Sunday, October 26, 2014

20 years ago: Israel and Jordan sign peace treaty

On October 26, 1994, Israeli Prime Minister Yitzhak Rabin and Jordanian Prime Minister Abdel Salam Majali signed a peace treaty in a desert area of Wadi Araba on the Israeli-Jordanian border. U.S. President Bill Clinton was one of more than 4,500 guests at the ceremony; Egyptian President Hosni Mubarak and Palestine Liberation Organization leader Yasser Arafat were among the absentees (Mr. Mubarak wasn't on friendly terms with Jordan, and Mr. Arafat wasn't invited). See also here and here. On October 27, Mr. Clinton went to Syria and met with Syrian President Hafez al-Assad, hoping to promote progress in peace talks between Syria and Israel.

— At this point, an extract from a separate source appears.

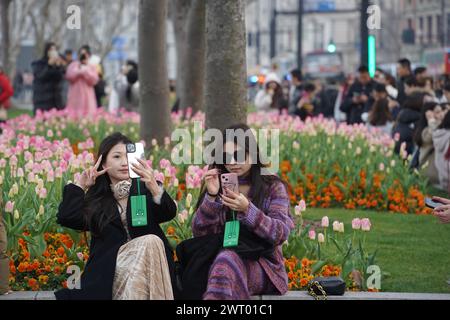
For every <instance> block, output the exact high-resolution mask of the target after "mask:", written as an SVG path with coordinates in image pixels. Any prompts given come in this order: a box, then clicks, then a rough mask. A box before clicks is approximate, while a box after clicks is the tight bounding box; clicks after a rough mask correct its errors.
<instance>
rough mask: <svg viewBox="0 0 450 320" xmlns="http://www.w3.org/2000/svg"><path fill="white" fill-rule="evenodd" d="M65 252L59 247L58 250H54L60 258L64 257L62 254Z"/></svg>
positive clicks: (65, 251) (62, 247) (61, 248)
mask: <svg viewBox="0 0 450 320" xmlns="http://www.w3.org/2000/svg"><path fill="white" fill-rule="evenodd" d="M65 252H66V250H64V248H63V247H59V248H58V250H56V253H57V254H58V256H60V257H62V256H63V255H64V253H65Z"/></svg>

On October 28, 1974, 20 year earlier almost to the day, a conference in Rabat, Morocco of the heads of state of 20 Arab nations, including King Hussein of Jordan, unanimously called for the creation of an independent Palestinian state "on any Palestinian land that is liberated" from Israeli occupation. The Arab leaders also recognized Palestine Liberation Organization leader Yasser Arafat as the "sole legitimate representative of the Palestinian people." The next day, during the final moments of the conference, the nations agreed on a four-year, multi-billion-dollar program to aid the PLO, Egypt, Syria, and Jordan--the three countries bordering on Israel--with funds to be provided by the Arab oil-producing countries.

On October 26, 2004, 10 years to the day after the signing of the peace treaty with Jordan, the Israeli Knesset voted 67-25 in favour of Prime Minister Ariel Sharon's proposal to remove settlements and soldiers from the Gaza Strip and part of the West Bank.